Reading Datasets

Dataset objects provide read, read-write, and write access to raster data files and are obtained by calling rasterio.open(). That function mimics Python’s built-in open() and the dataset objects it returns mimic Python file objects.

>>> import rasterio
>>> src = rasterio.open('tests/data/RGB.byte.tif')
>>> src
<open DatasetReader name='tests/data/RGB.byte.tif' mode='r'>
>>> src.name
'tests/data/RGB.byte.tif'
>>> src.mode
'r'
>>> src.closed
False

If you try to access a nonexistent path, rasterio.open() does the same thing as open(), raising an exception immediately.

>>> open('/lol/wut.tif')
Traceback (most recent call last):
 ...
FileNotFoundError: [Errno 2] No such file or directory: '/lol/wut.tif'
>>> rasterio.open('/lol/wut.tif')
Traceback (most recent call last):
 ...
rasterio.errors.RasterioIOError: No such file or directory

Datasets generally have one or more bands (or layers). Following the GDAL convention, these are indexed starting with the number 1. The first band of a file can be read like this:

>>> array = src.read(1)
>>> array.shape
(718, 791)

The returned object is a 2-dimensional Numpy ndarray. The representation of that array at the Python prompt is a summary; the GeoTIFF file that Rasterio uses for testing has 0 values in the corners, but has nonzero values elsewhere.

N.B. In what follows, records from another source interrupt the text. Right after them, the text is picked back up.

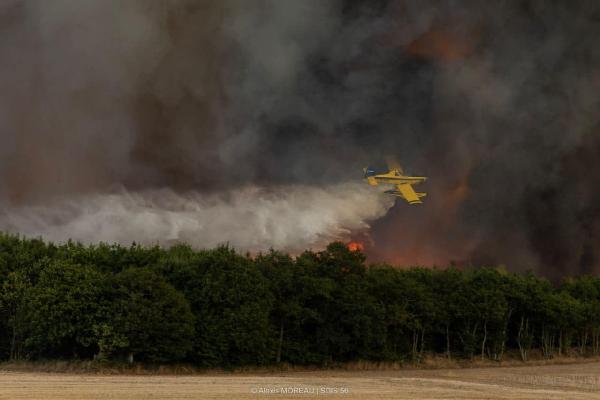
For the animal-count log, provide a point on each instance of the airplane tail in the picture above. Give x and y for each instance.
(369, 175)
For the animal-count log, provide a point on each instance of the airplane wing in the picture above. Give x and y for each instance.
(409, 193)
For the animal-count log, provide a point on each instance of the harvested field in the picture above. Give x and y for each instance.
(572, 381)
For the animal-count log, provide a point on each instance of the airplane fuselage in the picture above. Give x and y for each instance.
(403, 184)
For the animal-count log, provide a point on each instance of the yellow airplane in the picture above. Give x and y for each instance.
(402, 182)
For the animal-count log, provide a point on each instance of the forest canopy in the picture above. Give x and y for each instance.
(219, 308)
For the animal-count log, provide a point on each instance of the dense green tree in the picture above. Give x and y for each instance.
(151, 320)
(62, 309)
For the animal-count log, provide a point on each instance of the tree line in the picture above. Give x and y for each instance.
(219, 308)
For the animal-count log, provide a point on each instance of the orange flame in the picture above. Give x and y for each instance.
(355, 246)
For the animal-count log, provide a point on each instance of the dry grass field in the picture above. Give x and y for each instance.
(567, 381)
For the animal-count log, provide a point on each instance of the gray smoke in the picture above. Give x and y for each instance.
(293, 217)
(194, 102)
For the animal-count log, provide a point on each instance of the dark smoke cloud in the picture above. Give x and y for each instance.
(134, 104)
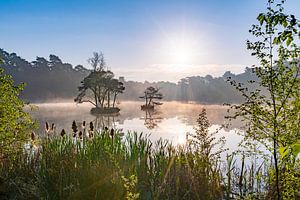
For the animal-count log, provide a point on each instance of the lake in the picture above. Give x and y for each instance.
(170, 121)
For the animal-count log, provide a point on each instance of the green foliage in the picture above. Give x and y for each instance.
(15, 124)
(272, 119)
(114, 168)
(101, 84)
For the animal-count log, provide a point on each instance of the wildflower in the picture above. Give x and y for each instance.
(62, 133)
(80, 135)
(112, 132)
(47, 129)
(74, 127)
(32, 136)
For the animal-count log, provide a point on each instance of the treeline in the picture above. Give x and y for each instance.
(53, 79)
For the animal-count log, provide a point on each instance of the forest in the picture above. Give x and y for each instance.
(89, 163)
(49, 80)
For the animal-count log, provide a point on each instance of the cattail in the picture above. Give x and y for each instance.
(32, 136)
(91, 126)
(74, 127)
(62, 133)
(80, 135)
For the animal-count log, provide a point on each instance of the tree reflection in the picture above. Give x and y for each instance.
(152, 118)
(105, 121)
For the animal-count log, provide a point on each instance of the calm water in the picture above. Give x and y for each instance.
(170, 121)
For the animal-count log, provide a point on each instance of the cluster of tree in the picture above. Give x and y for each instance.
(45, 79)
(52, 79)
(101, 85)
(206, 89)
(150, 95)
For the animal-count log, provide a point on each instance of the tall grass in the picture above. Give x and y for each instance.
(109, 166)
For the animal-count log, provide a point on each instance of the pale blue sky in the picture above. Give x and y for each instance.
(140, 39)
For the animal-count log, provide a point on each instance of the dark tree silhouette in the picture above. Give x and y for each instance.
(150, 95)
(99, 87)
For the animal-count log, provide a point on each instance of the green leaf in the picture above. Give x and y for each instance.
(296, 149)
(283, 151)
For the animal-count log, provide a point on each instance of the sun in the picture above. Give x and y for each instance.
(181, 50)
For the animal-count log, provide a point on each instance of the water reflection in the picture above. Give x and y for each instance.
(152, 118)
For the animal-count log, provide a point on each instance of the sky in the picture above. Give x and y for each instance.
(141, 39)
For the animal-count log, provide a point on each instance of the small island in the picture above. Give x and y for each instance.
(150, 95)
(100, 88)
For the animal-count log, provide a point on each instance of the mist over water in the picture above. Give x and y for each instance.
(171, 121)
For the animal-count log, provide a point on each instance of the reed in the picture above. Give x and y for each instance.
(108, 166)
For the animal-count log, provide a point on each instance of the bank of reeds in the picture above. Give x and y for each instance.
(108, 166)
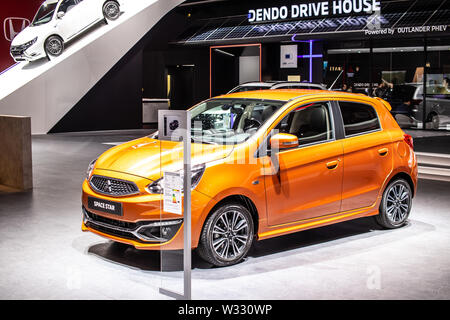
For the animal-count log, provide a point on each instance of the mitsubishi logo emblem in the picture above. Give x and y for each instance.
(108, 182)
(13, 26)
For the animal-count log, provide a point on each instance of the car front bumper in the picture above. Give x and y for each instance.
(139, 213)
(35, 52)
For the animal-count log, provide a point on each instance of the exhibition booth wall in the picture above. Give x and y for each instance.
(47, 90)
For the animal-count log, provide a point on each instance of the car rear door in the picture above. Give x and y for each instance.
(305, 182)
(367, 155)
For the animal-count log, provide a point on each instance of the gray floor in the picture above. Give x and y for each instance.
(44, 254)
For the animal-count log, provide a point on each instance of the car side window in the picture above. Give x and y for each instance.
(311, 123)
(67, 5)
(358, 118)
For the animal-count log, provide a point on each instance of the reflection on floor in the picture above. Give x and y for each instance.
(45, 255)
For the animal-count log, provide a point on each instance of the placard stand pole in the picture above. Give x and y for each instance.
(187, 229)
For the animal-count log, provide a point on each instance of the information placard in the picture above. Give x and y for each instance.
(173, 183)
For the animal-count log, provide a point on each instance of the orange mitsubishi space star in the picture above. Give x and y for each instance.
(264, 164)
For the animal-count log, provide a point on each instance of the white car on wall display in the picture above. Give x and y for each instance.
(59, 21)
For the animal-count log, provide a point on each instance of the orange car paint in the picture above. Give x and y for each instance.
(336, 181)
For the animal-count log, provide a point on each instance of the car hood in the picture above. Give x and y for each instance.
(29, 33)
(148, 157)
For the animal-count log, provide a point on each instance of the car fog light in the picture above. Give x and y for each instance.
(160, 231)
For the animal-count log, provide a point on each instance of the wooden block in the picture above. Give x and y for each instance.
(15, 153)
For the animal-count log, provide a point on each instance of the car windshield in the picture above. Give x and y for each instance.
(44, 14)
(230, 121)
(249, 88)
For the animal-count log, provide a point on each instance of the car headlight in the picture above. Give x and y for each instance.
(25, 46)
(90, 168)
(156, 187)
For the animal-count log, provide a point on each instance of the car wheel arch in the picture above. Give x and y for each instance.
(240, 199)
(401, 175)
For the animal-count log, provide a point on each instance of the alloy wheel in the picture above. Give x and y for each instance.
(230, 235)
(54, 46)
(398, 202)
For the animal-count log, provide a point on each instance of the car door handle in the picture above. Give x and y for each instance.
(383, 151)
(332, 164)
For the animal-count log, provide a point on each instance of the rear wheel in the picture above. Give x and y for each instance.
(227, 235)
(54, 46)
(111, 10)
(395, 205)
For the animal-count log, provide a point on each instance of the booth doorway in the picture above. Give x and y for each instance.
(180, 86)
(233, 65)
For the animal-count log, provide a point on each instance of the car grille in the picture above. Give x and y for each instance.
(113, 187)
(17, 50)
(112, 222)
(117, 228)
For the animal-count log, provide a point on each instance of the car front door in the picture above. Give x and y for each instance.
(367, 155)
(305, 182)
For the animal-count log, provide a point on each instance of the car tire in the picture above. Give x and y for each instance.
(227, 235)
(111, 10)
(395, 205)
(54, 46)
(435, 121)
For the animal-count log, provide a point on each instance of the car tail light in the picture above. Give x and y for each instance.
(409, 140)
(415, 104)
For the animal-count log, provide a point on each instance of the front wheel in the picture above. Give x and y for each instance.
(111, 10)
(227, 235)
(395, 205)
(54, 46)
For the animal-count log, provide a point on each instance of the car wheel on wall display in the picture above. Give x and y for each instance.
(227, 235)
(111, 10)
(395, 205)
(435, 121)
(54, 46)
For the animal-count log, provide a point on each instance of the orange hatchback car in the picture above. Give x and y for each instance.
(264, 164)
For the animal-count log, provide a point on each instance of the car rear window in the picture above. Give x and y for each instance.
(358, 118)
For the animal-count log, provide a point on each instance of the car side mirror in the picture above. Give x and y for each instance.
(282, 141)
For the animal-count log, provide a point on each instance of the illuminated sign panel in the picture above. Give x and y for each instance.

>>> from matplotlib import pyplot
>>> pyplot.imshow(array, cmap='pink')
<matplotlib.image.AxesImage object at 0x...>
>>> pyplot.show()  
http://farm6.staticflickr.com/5032/13938576006_b99b23271b_o_d.png

Instead of reading single bands, all bands of the input dataset can be read into a 3-dimensonal ndarray. Note that the interpretation of the 3 axes is (bands, rows, columns). See Image processing software for more details on how to convert to the ordering expected by some software.

>>> array = src.read()
>>> array.shape
(3, 718, 791)

In order to read smaller chunks of the dataset, refer to Windowed reading and writing.

The indexes, Numpy data types, and nodata values of all a dataset’s bands can be had from its indexes, dtypes, and nodatavals attributes.

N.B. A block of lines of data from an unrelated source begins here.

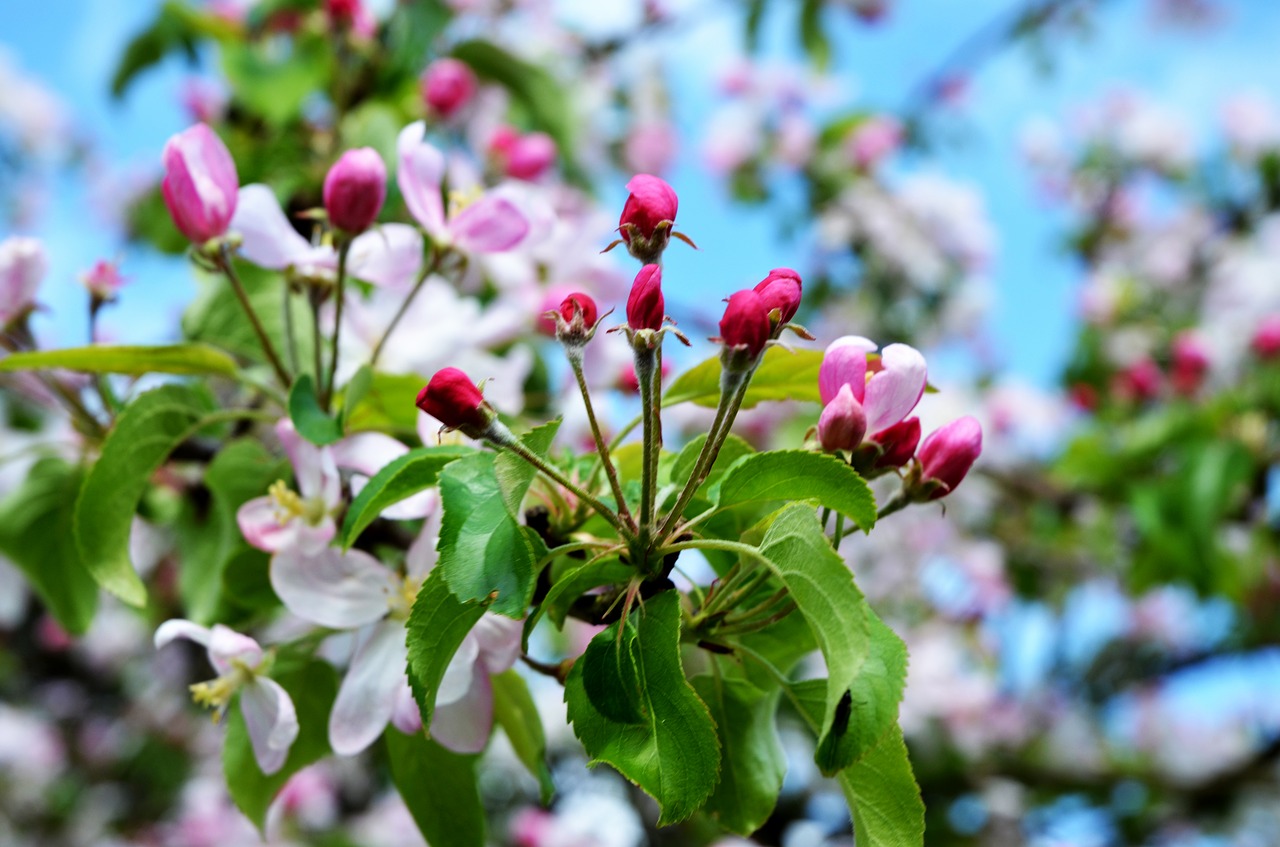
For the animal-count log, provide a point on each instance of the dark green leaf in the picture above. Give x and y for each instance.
(144, 434)
(782, 375)
(36, 535)
(675, 756)
(312, 688)
(197, 360)
(515, 712)
(439, 788)
(398, 480)
(435, 628)
(796, 475)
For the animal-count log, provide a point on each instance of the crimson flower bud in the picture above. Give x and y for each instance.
(355, 189)
(455, 401)
(947, 454)
(645, 305)
(200, 183)
(648, 216)
(897, 443)
(781, 291)
(448, 85)
(745, 323)
(842, 422)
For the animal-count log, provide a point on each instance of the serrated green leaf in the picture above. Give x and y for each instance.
(796, 475)
(515, 712)
(752, 759)
(823, 590)
(675, 756)
(193, 360)
(398, 480)
(439, 787)
(140, 442)
(36, 535)
(311, 421)
(781, 375)
(435, 628)
(312, 688)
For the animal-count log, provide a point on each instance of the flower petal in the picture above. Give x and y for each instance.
(369, 692)
(272, 722)
(333, 589)
(894, 392)
(268, 238)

>>> for i, dtype, nodataval in zip(src.indexes, src.dtypes, src.nodatavals):
...     print(i, dtype, nodataval)
...
1 uint8 0.0
2 uint8 0.0
3 uint8 0.0

To close a dataset, call its close() method.

>>> src.close()
>>> src
<closed DatasetReader name='tests/data/RGB.byte.tif' mode='r'>

After it’s closed, data can no longer be read.

>>> src.read(1)
Traceback (most recent call last):
 ...
ValueError: can't read closed raster file

This is the same behavior as Python’s file.

>>> f = open('README.rst')
>>> f.close()
>>> f.read()
Traceback (most recent call last):
 ...
ValueError: I/O operation on closed file.

As Python file objects can, Rasterio datasets can manage the entry into and exit from runtime contexts created using a with statement. This ensures that files are closed no matter what exceptions may be raised within the the block.

>>> with rasterio.open('tests/data/RGB.byte.tif', 'r') as one:
...     with rasterio.open('tests/data/RGB.byte.tif', 'r') as two:
...        print(two)
...     print(one)
<open DatasetReader name='tests/data/RGB.byte.tif' mode='r'>
<open DatasetReader name='tests/data/RGB.byte.tif' mode='r'>

>>> print(two)
<closed DatasetReader name='tests/data/RGB.byte.tif' mode='r'>
>>> print(one)
<closed DatasetReader name='tests/data/RGB.byte.tif' mode='r'>